Consumers and businesses were also retrenching amid the global financial storm while a survey showed underlying confidence among consumers and businesses in the European Union had declined to a 15-year low.
US financial group American Express unveiled 10,000 job cuts worldwide and equipment maker Motorola said it would slash 3,000 positions, with both firms citing weak economic conditions.
Japan\’s second-largest bank Mizuho Financial Group said it had cut its net profit forecast by more than half for the current year due to turmoil in the global financial markets.
The leaders of Europe\’s two largest economies, German Chancellor Angela Merkel and British Prime Minister Gordon Brown, meanwhile, met on Thursday to determine how to respond jointly to the global financial crisis.
"This is a global problem that requires a global solution. No country, no matter how big, can solve these problems on their own," Brown said.
Defaults on subprime mortgage loans, which were repackaged in complex investment instruments and resold worldwide, set off a chain reaction of problems for banks and other institutions.
Central banks in the United States, Japan, China, Hong Kong and Taiwan have lowered borrowing costs this week. Speculation is growing that the European Central Bank and the Bank of England could follow suit next week.

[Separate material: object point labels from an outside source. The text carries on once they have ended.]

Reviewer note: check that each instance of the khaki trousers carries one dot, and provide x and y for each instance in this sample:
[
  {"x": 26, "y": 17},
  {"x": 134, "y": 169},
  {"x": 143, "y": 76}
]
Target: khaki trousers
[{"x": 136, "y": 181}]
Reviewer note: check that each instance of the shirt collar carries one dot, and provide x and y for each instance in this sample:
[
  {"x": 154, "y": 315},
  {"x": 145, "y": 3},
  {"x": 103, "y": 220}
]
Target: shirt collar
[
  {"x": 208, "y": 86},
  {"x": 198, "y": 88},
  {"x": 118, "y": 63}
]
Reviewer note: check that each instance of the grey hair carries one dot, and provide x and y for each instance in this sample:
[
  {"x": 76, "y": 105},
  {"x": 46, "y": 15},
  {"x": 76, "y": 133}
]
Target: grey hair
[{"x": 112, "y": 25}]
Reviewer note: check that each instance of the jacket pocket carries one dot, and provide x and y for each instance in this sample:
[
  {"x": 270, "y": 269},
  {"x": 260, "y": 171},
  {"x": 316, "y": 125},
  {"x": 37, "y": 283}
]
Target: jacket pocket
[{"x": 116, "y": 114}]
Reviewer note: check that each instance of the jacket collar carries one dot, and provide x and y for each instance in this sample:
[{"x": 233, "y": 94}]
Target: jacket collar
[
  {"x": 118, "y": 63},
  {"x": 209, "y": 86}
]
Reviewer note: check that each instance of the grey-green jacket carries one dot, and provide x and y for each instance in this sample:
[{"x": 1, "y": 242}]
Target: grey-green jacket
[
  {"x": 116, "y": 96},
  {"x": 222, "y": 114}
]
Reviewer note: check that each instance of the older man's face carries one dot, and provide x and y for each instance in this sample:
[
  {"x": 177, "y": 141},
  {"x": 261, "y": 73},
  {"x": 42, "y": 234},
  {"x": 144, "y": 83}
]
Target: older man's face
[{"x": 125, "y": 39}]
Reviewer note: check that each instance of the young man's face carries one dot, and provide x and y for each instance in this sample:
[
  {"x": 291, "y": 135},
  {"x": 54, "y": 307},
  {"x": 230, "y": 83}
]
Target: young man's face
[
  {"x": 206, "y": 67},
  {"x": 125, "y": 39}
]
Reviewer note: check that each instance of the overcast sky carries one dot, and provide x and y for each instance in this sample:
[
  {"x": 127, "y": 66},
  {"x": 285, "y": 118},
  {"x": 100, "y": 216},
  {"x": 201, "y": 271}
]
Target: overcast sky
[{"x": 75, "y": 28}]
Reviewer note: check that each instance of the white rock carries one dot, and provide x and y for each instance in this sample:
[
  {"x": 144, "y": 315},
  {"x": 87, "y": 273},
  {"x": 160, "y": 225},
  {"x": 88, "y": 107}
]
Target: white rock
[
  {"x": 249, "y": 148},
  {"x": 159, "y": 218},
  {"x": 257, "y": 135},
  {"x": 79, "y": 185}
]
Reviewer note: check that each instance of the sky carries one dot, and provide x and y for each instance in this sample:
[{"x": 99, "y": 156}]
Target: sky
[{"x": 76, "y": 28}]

Japan\’s rate cut comes one day after the government unveiled a 26.9 trillion yen (277 billion dollar) package to cope with what Prime Minister Taro Aso called a "once-in-a-century event."
Meanwhile, the International Monetary Fund would likely decide next week on emergency loan applications from Iceland and Hungary, countries battered by the crisis, an IMF spokesman said.
On Thursday, global stock markets kept upward momentum for a third straight day as investors anticipated some easing of a worldwide credit squeeze and shook off news of the contraction in US growth.
The Dow Jones Industrial Average surged 189.89 points or 2.11 percent to finish at 9,180.85 and the Nasdaq gained 41.31 points, 2.49 percent to 1,698.52.
In Europe, the London FTSE 100 index of leading shares gained 1.16 percent to 4,291.65, while in Paris, the CAC 40 rose 0.15 percent to 3,407.82.